El episodio aparece contado en tres ocasiones: una en la Segunda Epístola a los Corintios (5, 17) y dos en los Hechos de los Apóstoles (9, 3-8 y 23, 6-11). En los Hechos, Pablo precisa que ese acontecimiento sucedió «alrededor del mediodía» (22, 6): mediodía es, evidentemente, una hora simbólica. Es la hora de la claridad más absoluta, la hora en que el sol alcanza el cenit, la hora de mayor luz, la hora sin sombra, la que permite hacer retroceder lo más posible las tinieblas, la que, al mismo tiempo, hace triunfar la verdad, la justeza y la justicia. Desde los cultos solares prehistóricos a los trabajos masónicos, pasando por el zoroastrismo y la metáfora nietzscheana, la hora del mediodía es la más densa en claridad metafórica y real. Tampoco la ceguera y la recuperación de la vista tienen mucho que ver con un problema oftálmico, un error que cometí en la época del Tratado de ateología, pues tomé el texto al pie de la letra biográfica y me preocupé muy poco por su sentido alegórico y simbólico. La lectura histórica supone una escritura histórica, lo que no era el caso. Ciertamente, la caída y la ulterior pérdida de la vista, luego recuperada, pueden entenderse como signos de una crisis de histeria. Los síntomas coindicen. Yo caí en esa lectura…

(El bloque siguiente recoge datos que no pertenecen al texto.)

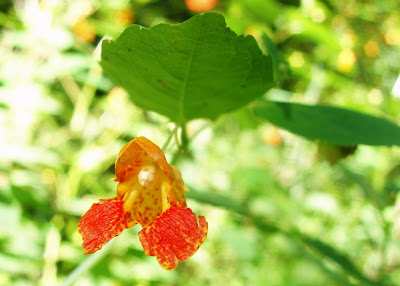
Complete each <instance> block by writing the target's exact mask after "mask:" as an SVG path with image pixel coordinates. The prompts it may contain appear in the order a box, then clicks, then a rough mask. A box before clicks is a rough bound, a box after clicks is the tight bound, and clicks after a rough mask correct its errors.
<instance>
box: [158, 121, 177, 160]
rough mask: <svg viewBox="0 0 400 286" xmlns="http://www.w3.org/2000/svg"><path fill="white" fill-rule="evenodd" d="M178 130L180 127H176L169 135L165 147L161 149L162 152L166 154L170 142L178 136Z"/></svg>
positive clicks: (176, 125) (162, 146)
mask: <svg viewBox="0 0 400 286" xmlns="http://www.w3.org/2000/svg"><path fill="white" fill-rule="evenodd" d="M177 130H178V125H175V127H174V129H173V130H172V131H171V132H170V133H169V135H168V138H167V140H166V141H165V143H164V145H163V146H162V147H161V150H162V151H163V152H164V153H165V151H166V150H167V148H168V145H169V142H171V139H172V137H173V136H174V134H176V132H177Z"/></svg>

Pero, más allá del error que consiste en mirar únicamente con ojo de historiador documentos escritos con una pluma poética, mitológica, hay que descifrar esos signos: Pablo es un judío que persigue a los cristianos; en el curso de sus fechorías, la verdad se apodera de él; la violenta claridad es la forma que adquiere la manifestación de la potencia divina; la ceguera es la del judío que no ha comprendido que la verdad del judaísmo está en el cristianismo, y hasta la verdad del cristianismo está en la formulación de ese neojudaísmo; la recuperación de la visión es la prueba de que Pablo sabe lo que desde entonces hay que saber: a partir de ese momento va a pasarse la vida enseñando esta buena nueva. Ahora bien, la «buena nueva» se dice «evangelio»: recordemos que los Evangelios fueron escritos después de Pablo.
Que Pablo recobre la visión tres días después del acontecimiento también tiene sentido: Cristo resucitó tres días después de morir. Lo que fue la muerte para Jesús es la caída en el camino de Damasco para Pablo. El reino de uno y el reino del otro advienen después de ese momento lleno de claridad: cuando sus amigos descubren la tumba vacía, un ángel luminoso, también él pleno de irradiante claridad, les informa que Cristo está vivo. Desde el ángel que anuncia la venida del Mesías hasta el que enseña que su misión se ha cumplido, pasando por la propia conversión de Pablo, en todos ellos la luz está siempre presente.